Capital district mulls grade-level realignment


Central Middle School students head to their school bus during dismissal in Dover on Tuesday. (Delaware State News/Marc Clery)

Central Middle School students head to their school bus during dismissal in Dover on Tuesday. (Delaware State News/Marc Clery)

DOVER — There are several gears involved, churning all at the same time, in helping the Capital School District update its strategic plan for the future.

One of those many different areas, potential grade-level reconfiguration among all of the schools in the district, was discussed in a Community Forum at William Henry Middle School on Tuesday night.

Capital School District Dan Shelton discussed five different options with around 20 members of the community regarding possible future reconfiguration of grades and school alignments throughout the district.

“It’s our intention to either in the month of December or the month of January to bring a recommendation to the board regarding a grade-level reconfiguration direction,” Mr. Shelton said.

“Now, that will be a recommendation that the Facility Master Plan is also considered. So, it won’t be a ‘this is what we’re doing’ kind of thing. Once we do the Master Plan, we will have this input, because all of our committees are working in parallel.”

The current grade-level alignment in the Capital School District has pre-kindergarten through fourth grade (elementary schools), fifth and sixth grades (William Henry), seventh and eighth grades (Central Middle) and ninth through 12th grades (Dover High School) in separate buildings throughout the district.

Among the most popular options at Monday night’s forum was the Traditional format, where pre-kindergarten through fifth grade, sixth through eighth grades and ninth through 12th grades would be separated among different facilities.

Establishing an Early Childhood Center for the district’s pre-kindergarten and kindergartner’s, and then separating students in first through fifth grade, sixth through eighth and ninth through 12th grade was also a popular selection.
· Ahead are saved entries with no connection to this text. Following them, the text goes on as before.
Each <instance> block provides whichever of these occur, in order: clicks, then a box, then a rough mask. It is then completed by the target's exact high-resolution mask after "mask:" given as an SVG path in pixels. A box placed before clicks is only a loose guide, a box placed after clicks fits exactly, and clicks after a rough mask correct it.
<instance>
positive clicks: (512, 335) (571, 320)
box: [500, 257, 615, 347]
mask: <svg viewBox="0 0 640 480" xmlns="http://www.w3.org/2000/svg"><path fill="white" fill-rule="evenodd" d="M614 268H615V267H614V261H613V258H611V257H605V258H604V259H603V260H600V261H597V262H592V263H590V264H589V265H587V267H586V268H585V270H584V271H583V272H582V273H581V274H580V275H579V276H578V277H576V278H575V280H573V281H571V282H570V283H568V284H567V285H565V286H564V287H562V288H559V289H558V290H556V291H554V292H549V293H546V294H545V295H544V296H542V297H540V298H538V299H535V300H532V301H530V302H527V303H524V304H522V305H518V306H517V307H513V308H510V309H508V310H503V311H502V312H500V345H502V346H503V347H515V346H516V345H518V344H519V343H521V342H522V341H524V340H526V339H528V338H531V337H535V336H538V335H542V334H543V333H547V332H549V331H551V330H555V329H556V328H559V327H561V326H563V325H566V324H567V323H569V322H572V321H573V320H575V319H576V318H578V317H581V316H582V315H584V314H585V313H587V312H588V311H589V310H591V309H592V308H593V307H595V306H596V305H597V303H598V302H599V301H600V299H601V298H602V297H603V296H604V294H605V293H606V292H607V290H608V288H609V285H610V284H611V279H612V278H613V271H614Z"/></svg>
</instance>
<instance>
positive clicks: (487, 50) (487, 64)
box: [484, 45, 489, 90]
“I like the Traditional format,” said Crystal Hodge, of Hartly. “I like it because of the individuals in the school being able to know the children better, so there’s less of a transition.

“I don’t believe fifth graders are really ready to move up. I believe that sixth, seventh and eighth grades are better together. Overall, I do think it’s a great thing that the district is considering making changes.”

Currently, around 75 percent of the school districts in Delaware utilize the Traditional format – all of them except the Capital School District, Smyrna, Delmar and Laurel.

“I’m kind of split between the Traditional and Pre-K formats,” said Milissa Wood, of Dover. “With the Traditional, I like that there’s less transitioning.

“I like that the transitioning is happening at a place where it makes sense and not just transitioning for the sake of transitioning.”

Mr. Shelton said that the district is reaching out to the community in hopes to getting a sense of direction.

In step with possible grade-level alignment, the Capital School District has also been working on Facility Master Planning (including physical plant, capacity, potential uses), population studies and historic preservation of schools.

Mr. Shelton said that factors from all of these different areas will eventually come together to help decide what’s best for the district’s future.

“We have a direction and it’s been pretty consistent everywhere you go,” he said. “Those [Traditional and Early Childhood Center] are the two models that people want us to really look at.”

For now, it is just a matter of receiving as much input as possible.

One thing’s for certain, Mr. Shelton said, the Capital School District will not be going back to a kindergarten through fourth grade, fifth through eighth grade and ninth through 12th grade format, since that one was ditched before the current format was put into place.

“This is one conversation about grade-level configuration and as we move forward we can say “What buildings need what?’ and ‘What uses can we use the different buildings for,’” Mr. Shelton said.

“Then there will be the larger conversations and more community forums where we say, ‘This is what we’re thinking, what do you think?’”

It is those kinds of things that will combine to decide the future direction – and grade-level configuration – of the Capital School District.